Na Li; Yui Lun Wu; Jungmi Hong; Ivan A. Shchelkanov; David N Ruzic

doi:10.1109/TPS.2015.2459720

SiO_x Deposition on Polypropylene-Coated Paper With a Dielectric Barrier Discharge at Atmospheric Pressure

Na Li, Yui Lun Wu, Jungmi Hong, Ivan A. Shchelkanov, David N Ruzic

Research output: Contribution to journal › Article › peer-review

Abstract

Deposition of transparent oxide films at atmosphere pressure onto polymeric substrates at room temperature is a technique gaining rapid acceptance.
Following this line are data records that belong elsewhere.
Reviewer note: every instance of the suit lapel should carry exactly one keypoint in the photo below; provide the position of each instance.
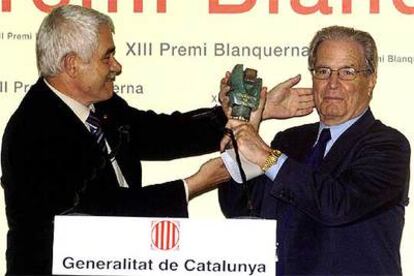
(347, 141)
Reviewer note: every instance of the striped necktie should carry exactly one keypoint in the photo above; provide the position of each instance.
(318, 151)
(96, 130)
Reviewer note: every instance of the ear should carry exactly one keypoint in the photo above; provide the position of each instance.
(372, 81)
(70, 65)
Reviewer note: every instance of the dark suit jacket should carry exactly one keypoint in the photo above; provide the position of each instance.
(51, 165)
(345, 218)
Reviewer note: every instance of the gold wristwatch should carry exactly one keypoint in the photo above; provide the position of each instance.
(271, 159)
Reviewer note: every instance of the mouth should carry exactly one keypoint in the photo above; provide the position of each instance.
(332, 99)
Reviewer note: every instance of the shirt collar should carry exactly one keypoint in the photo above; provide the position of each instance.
(337, 130)
(80, 110)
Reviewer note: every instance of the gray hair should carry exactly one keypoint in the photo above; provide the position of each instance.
(345, 33)
(68, 29)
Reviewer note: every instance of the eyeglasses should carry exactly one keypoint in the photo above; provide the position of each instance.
(344, 73)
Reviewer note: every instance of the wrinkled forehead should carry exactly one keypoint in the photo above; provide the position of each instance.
(339, 53)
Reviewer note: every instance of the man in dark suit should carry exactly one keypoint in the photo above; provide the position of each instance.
(338, 194)
(72, 146)
(51, 162)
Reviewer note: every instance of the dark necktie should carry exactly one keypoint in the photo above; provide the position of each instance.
(96, 130)
(316, 155)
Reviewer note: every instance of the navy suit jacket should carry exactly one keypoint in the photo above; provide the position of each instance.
(52, 165)
(344, 218)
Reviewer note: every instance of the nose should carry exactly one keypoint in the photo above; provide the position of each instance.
(116, 66)
(333, 80)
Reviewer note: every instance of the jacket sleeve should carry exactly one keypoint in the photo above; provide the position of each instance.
(370, 177)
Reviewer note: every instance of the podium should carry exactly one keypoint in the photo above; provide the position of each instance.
(89, 245)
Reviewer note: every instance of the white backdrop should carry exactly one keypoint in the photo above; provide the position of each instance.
(186, 79)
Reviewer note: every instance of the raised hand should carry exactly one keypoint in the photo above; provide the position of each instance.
(283, 101)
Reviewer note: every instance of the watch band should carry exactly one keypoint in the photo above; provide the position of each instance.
(271, 159)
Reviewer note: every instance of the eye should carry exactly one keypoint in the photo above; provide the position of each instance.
(322, 71)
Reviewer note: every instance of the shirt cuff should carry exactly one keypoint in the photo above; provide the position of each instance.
(186, 190)
(272, 172)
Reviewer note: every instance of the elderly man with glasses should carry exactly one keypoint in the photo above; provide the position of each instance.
(338, 187)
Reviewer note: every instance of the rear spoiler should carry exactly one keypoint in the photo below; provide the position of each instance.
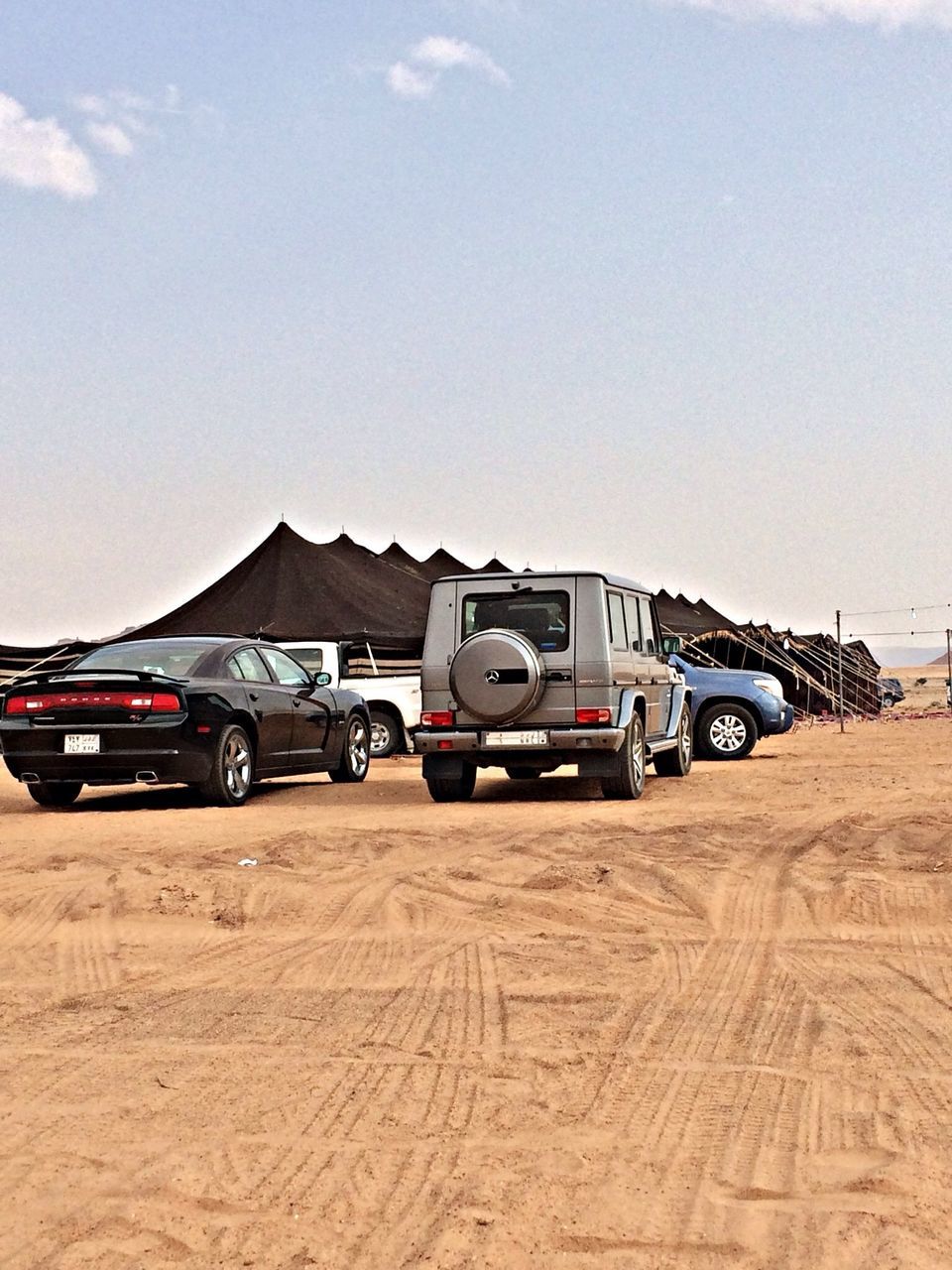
(59, 676)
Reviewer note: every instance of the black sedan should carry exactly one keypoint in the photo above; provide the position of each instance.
(211, 711)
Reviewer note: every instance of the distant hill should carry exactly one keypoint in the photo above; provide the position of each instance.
(898, 656)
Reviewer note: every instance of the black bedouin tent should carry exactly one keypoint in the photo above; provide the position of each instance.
(290, 588)
(807, 666)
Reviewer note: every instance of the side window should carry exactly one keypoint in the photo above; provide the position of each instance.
(311, 658)
(250, 666)
(286, 671)
(648, 627)
(616, 621)
(631, 612)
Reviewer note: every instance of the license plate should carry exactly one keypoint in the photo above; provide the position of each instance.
(516, 739)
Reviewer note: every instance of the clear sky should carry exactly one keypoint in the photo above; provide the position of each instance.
(662, 289)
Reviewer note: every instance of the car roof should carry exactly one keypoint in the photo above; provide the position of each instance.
(613, 579)
(212, 640)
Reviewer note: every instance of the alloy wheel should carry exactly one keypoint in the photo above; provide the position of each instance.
(238, 766)
(381, 737)
(358, 747)
(728, 733)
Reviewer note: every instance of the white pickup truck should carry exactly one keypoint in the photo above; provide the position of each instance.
(394, 698)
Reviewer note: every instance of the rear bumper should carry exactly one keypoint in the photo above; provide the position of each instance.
(567, 740)
(162, 752)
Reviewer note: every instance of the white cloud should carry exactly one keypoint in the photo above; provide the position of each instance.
(417, 76)
(442, 53)
(39, 154)
(875, 13)
(109, 137)
(409, 82)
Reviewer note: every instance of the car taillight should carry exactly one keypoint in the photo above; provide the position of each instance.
(587, 714)
(140, 702)
(436, 719)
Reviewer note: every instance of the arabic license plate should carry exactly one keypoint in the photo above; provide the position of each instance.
(516, 739)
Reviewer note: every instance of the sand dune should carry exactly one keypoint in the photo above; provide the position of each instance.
(711, 1029)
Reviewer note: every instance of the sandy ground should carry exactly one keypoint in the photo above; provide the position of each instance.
(710, 1029)
(924, 688)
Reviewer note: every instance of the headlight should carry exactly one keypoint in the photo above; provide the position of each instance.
(771, 685)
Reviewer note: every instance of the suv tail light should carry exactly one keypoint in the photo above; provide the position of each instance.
(139, 702)
(436, 719)
(587, 714)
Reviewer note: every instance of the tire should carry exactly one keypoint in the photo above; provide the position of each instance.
(629, 779)
(56, 794)
(453, 789)
(386, 734)
(356, 756)
(676, 762)
(726, 731)
(232, 769)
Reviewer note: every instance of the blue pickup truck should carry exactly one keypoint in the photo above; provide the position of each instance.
(733, 708)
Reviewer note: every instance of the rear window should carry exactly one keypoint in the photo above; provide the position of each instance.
(540, 616)
(177, 658)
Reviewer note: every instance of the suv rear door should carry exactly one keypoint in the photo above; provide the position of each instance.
(555, 644)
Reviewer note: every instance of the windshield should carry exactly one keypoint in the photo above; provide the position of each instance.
(177, 658)
(540, 616)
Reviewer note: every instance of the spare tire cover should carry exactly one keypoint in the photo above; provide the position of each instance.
(497, 676)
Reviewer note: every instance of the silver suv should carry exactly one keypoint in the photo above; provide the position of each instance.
(532, 671)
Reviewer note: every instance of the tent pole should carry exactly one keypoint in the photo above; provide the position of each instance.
(839, 671)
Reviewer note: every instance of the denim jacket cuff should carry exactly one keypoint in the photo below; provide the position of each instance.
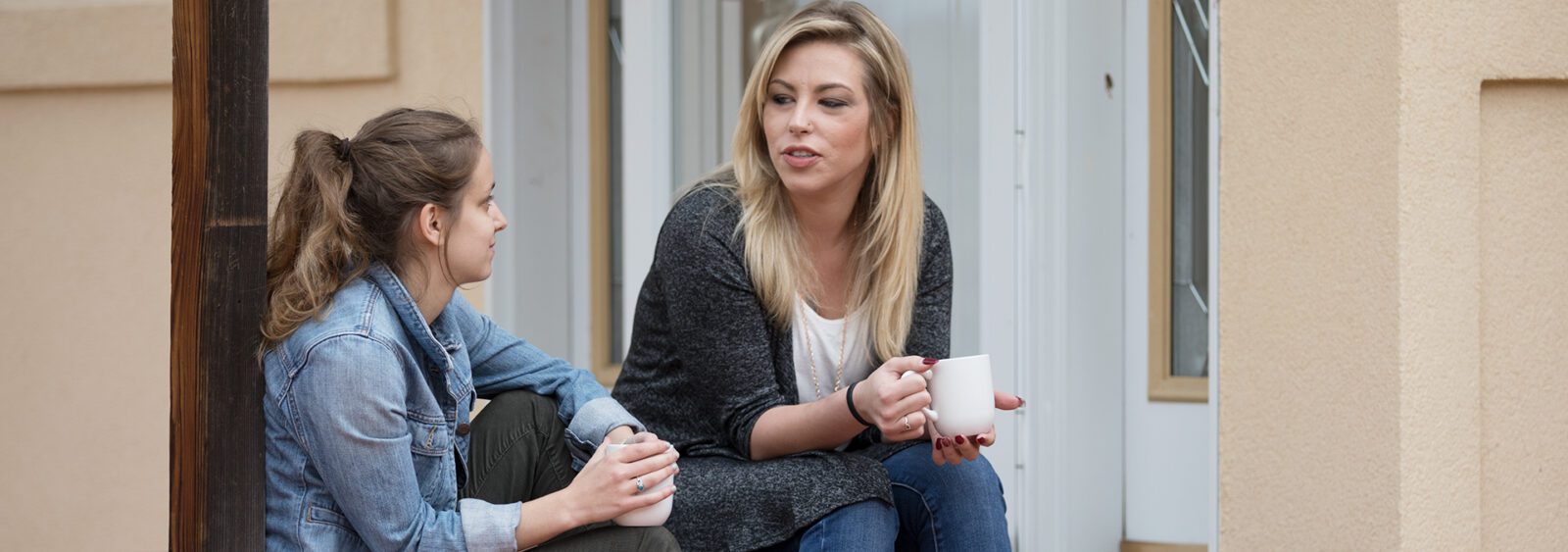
(490, 526)
(595, 421)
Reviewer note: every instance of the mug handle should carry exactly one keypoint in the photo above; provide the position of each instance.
(929, 413)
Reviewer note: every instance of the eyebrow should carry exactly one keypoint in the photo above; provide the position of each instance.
(819, 86)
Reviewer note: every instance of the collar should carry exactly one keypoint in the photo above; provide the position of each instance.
(436, 339)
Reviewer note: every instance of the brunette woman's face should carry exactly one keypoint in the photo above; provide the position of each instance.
(470, 243)
(817, 120)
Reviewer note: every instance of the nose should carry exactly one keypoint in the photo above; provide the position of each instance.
(800, 120)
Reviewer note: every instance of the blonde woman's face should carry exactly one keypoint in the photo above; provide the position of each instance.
(817, 121)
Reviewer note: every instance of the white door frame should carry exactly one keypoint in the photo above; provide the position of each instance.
(1045, 272)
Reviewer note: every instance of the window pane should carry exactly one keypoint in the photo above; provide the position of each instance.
(1189, 188)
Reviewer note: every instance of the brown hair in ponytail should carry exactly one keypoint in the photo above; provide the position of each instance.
(350, 201)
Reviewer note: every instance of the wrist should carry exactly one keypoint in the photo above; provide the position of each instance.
(855, 411)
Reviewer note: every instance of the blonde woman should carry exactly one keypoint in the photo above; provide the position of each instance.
(788, 295)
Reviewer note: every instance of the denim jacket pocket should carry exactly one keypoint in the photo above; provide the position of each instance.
(430, 446)
(428, 439)
(323, 515)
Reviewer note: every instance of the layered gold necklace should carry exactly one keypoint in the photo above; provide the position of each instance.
(838, 376)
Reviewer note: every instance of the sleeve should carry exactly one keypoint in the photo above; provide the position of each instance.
(930, 331)
(717, 324)
(350, 397)
(502, 363)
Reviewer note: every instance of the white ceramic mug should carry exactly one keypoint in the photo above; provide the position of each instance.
(647, 517)
(961, 395)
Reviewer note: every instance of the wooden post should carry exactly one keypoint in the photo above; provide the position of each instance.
(220, 275)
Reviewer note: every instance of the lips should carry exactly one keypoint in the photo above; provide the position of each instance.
(800, 156)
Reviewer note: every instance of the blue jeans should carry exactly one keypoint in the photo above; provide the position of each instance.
(948, 507)
(937, 509)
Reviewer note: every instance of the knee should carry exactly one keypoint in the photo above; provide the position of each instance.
(866, 513)
(524, 405)
(658, 540)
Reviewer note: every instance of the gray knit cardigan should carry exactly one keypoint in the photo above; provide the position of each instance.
(706, 361)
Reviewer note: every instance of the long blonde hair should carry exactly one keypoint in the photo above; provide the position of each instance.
(890, 211)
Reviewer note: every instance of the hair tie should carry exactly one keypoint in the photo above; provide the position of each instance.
(344, 149)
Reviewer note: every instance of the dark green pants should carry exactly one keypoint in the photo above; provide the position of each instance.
(517, 454)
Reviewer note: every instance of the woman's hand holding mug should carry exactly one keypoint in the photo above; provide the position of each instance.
(894, 403)
(956, 449)
(608, 485)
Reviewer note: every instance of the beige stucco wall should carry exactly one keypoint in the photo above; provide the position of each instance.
(1392, 266)
(85, 227)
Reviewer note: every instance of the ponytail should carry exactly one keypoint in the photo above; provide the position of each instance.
(347, 203)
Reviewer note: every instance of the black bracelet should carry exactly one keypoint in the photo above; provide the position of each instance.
(849, 399)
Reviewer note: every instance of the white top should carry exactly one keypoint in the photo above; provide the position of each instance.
(825, 337)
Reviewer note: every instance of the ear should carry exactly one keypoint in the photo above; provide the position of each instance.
(428, 226)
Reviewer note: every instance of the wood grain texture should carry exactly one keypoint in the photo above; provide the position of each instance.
(219, 276)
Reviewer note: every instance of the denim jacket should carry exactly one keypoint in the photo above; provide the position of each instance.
(368, 413)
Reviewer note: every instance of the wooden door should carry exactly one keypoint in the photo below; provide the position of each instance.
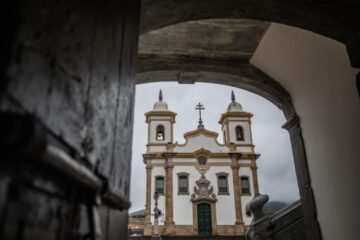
(204, 219)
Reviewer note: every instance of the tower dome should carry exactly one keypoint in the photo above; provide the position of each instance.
(234, 106)
(160, 105)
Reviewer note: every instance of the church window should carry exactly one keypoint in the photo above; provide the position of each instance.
(183, 183)
(245, 185)
(159, 184)
(160, 133)
(223, 183)
(239, 130)
(202, 160)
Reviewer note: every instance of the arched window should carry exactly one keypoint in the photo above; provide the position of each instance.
(160, 133)
(159, 184)
(245, 185)
(183, 183)
(239, 131)
(222, 184)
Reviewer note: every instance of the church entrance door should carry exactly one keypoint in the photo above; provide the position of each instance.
(204, 219)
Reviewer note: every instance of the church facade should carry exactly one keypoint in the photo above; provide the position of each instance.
(202, 185)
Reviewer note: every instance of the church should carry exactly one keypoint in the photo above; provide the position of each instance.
(200, 187)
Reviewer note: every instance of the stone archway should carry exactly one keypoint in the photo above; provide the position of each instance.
(316, 16)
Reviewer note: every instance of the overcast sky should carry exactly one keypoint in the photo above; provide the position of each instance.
(276, 171)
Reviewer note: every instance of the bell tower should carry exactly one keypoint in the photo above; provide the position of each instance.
(160, 126)
(236, 126)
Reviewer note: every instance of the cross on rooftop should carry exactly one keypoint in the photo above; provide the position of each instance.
(200, 107)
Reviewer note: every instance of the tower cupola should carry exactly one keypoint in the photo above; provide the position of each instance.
(160, 126)
(236, 126)
(234, 106)
(160, 105)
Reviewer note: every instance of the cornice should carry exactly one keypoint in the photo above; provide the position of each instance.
(234, 114)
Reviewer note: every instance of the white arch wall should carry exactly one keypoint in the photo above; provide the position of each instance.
(316, 72)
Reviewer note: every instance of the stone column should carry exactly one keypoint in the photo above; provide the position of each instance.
(148, 226)
(312, 227)
(169, 219)
(239, 224)
(253, 168)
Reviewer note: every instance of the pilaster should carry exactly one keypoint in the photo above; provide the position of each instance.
(169, 217)
(253, 168)
(239, 224)
(148, 226)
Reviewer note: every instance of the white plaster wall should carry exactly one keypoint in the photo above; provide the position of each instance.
(247, 133)
(161, 202)
(244, 149)
(246, 171)
(316, 72)
(157, 148)
(167, 126)
(201, 141)
(225, 205)
(183, 207)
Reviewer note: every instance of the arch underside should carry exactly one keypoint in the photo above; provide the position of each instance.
(242, 75)
(334, 19)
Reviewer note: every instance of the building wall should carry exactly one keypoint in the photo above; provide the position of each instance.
(183, 214)
(316, 72)
(225, 205)
(247, 132)
(158, 171)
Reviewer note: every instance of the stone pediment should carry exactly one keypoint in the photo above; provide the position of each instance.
(200, 139)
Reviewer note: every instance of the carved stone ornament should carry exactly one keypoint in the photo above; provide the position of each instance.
(203, 192)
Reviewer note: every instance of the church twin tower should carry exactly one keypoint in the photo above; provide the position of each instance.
(202, 186)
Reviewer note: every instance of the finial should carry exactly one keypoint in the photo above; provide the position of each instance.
(232, 96)
(160, 95)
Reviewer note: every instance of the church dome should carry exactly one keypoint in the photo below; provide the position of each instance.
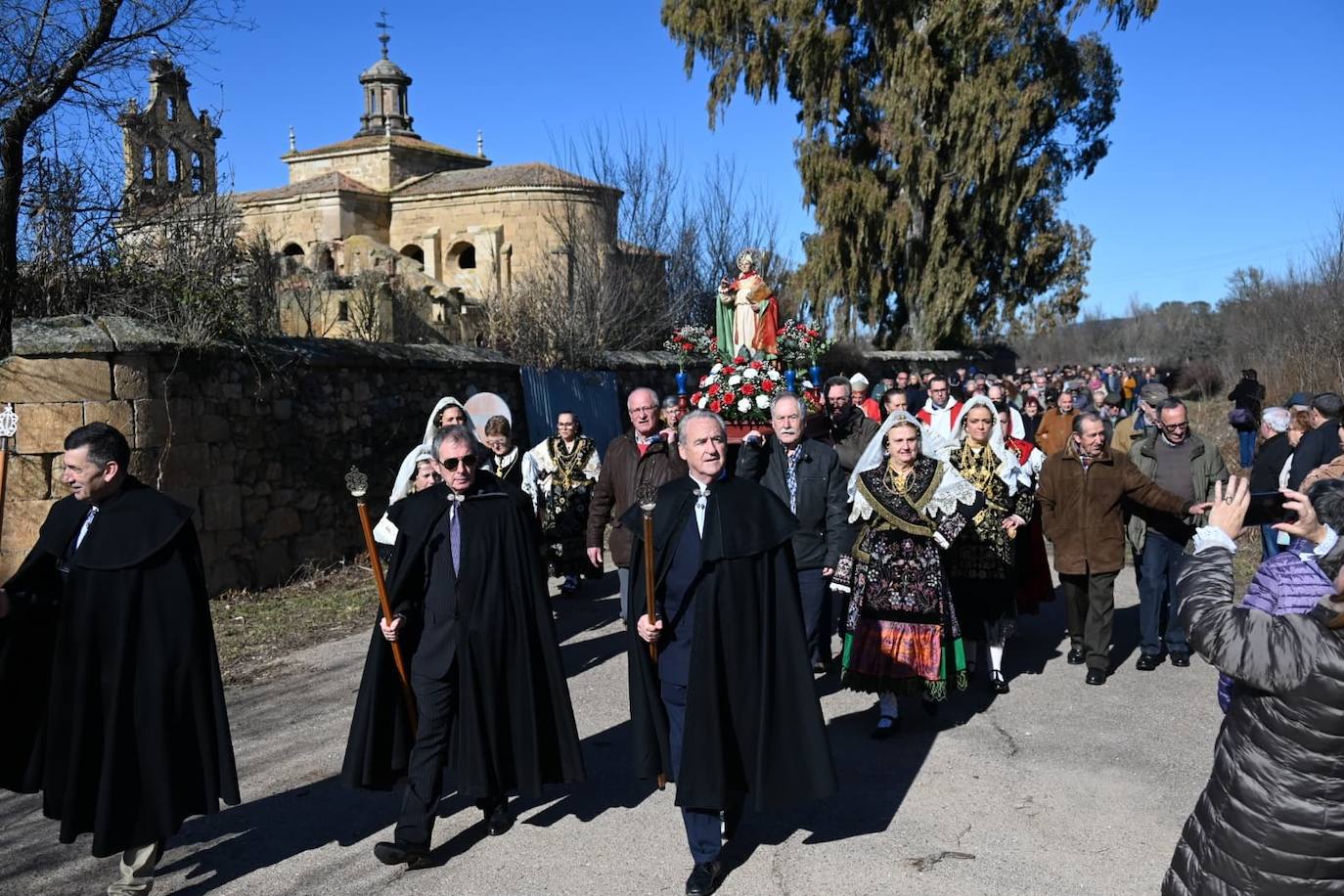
(384, 70)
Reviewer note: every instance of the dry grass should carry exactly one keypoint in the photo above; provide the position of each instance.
(257, 629)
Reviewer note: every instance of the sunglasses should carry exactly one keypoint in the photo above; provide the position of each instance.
(467, 461)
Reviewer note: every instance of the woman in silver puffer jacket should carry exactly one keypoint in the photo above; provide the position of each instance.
(1272, 817)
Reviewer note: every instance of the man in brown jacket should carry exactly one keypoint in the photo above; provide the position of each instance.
(1080, 495)
(1055, 425)
(643, 456)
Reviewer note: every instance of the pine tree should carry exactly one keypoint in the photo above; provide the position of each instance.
(937, 141)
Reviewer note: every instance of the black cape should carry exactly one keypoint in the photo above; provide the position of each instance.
(109, 683)
(753, 722)
(515, 726)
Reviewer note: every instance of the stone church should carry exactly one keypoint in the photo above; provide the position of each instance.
(446, 226)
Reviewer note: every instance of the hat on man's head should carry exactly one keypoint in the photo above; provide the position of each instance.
(1153, 392)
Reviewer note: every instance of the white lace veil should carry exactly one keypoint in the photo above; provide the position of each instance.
(384, 532)
(431, 425)
(1009, 470)
(951, 492)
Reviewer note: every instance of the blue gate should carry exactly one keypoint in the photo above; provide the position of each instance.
(590, 394)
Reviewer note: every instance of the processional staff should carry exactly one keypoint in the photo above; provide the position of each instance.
(358, 485)
(647, 496)
(8, 426)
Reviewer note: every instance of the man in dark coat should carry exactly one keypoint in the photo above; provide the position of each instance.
(805, 474)
(1322, 443)
(728, 709)
(471, 614)
(109, 681)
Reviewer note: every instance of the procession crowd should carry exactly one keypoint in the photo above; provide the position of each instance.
(891, 535)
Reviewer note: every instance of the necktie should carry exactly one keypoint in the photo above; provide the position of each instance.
(455, 532)
(87, 522)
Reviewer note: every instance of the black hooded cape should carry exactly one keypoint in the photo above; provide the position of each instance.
(109, 683)
(515, 726)
(753, 722)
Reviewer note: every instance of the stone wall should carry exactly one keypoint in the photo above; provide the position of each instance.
(258, 443)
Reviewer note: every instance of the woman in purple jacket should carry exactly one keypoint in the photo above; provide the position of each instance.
(1293, 580)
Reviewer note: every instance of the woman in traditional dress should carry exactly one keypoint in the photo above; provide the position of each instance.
(1034, 582)
(983, 563)
(560, 474)
(417, 471)
(902, 633)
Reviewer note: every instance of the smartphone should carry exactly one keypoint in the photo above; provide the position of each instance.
(1268, 508)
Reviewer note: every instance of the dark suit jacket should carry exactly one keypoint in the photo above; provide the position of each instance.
(1316, 448)
(822, 496)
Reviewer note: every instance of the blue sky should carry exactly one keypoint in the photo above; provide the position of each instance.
(1226, 150)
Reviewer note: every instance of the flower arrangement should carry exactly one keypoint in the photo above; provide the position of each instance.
(800, 342)
(691, 340)
(739, 391)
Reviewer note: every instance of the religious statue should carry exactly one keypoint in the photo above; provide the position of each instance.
(747, 313)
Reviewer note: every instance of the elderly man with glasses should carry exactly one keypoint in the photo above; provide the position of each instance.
(1185, 465)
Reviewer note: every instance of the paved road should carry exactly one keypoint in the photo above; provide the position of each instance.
(1056, 787)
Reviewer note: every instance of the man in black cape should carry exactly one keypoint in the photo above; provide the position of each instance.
(473, 619)
(729, 708)
(109, 681)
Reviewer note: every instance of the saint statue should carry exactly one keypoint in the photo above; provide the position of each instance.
(747, 313)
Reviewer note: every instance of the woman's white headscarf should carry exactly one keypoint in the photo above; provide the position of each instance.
(1009, 470)
(431, 425)
(384, 532)
(951, 492)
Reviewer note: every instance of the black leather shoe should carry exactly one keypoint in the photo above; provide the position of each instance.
(703, 878)
(401, 855)
(499, 820)
(1149, 661)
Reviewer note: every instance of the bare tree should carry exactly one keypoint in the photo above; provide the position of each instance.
(74, 55)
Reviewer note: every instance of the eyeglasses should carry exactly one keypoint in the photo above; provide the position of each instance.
(467, 461)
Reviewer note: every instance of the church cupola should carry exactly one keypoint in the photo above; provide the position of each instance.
(386, 107)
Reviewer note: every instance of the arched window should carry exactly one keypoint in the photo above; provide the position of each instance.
(464, 254)
(198, 173)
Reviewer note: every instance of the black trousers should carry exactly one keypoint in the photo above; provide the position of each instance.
(437, 704)
(1091, 604)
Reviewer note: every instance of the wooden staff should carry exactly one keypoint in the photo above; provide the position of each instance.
(358, 485)
(648, 499)
(8, 426)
These films can be used for numerous applications such as antiscratch and water permeation barrier coatings. In this paper, a ∼ 1.4-μ SiO_x layer has been deposited on polypropylene-coated paper at atmosphere pressure with a filamentary dielectric barrier discharge (DBD). The DBD linear discharge was driven by a 30-kHz power supply. Scanning electron microscope, X-ray photoelectron spectroscopy, and attenuated total reflection-Fourier transform infrared spectroscopy were used to characterize the deposited film. The deposited thin film decreased water permeation through the paper by ∼15%.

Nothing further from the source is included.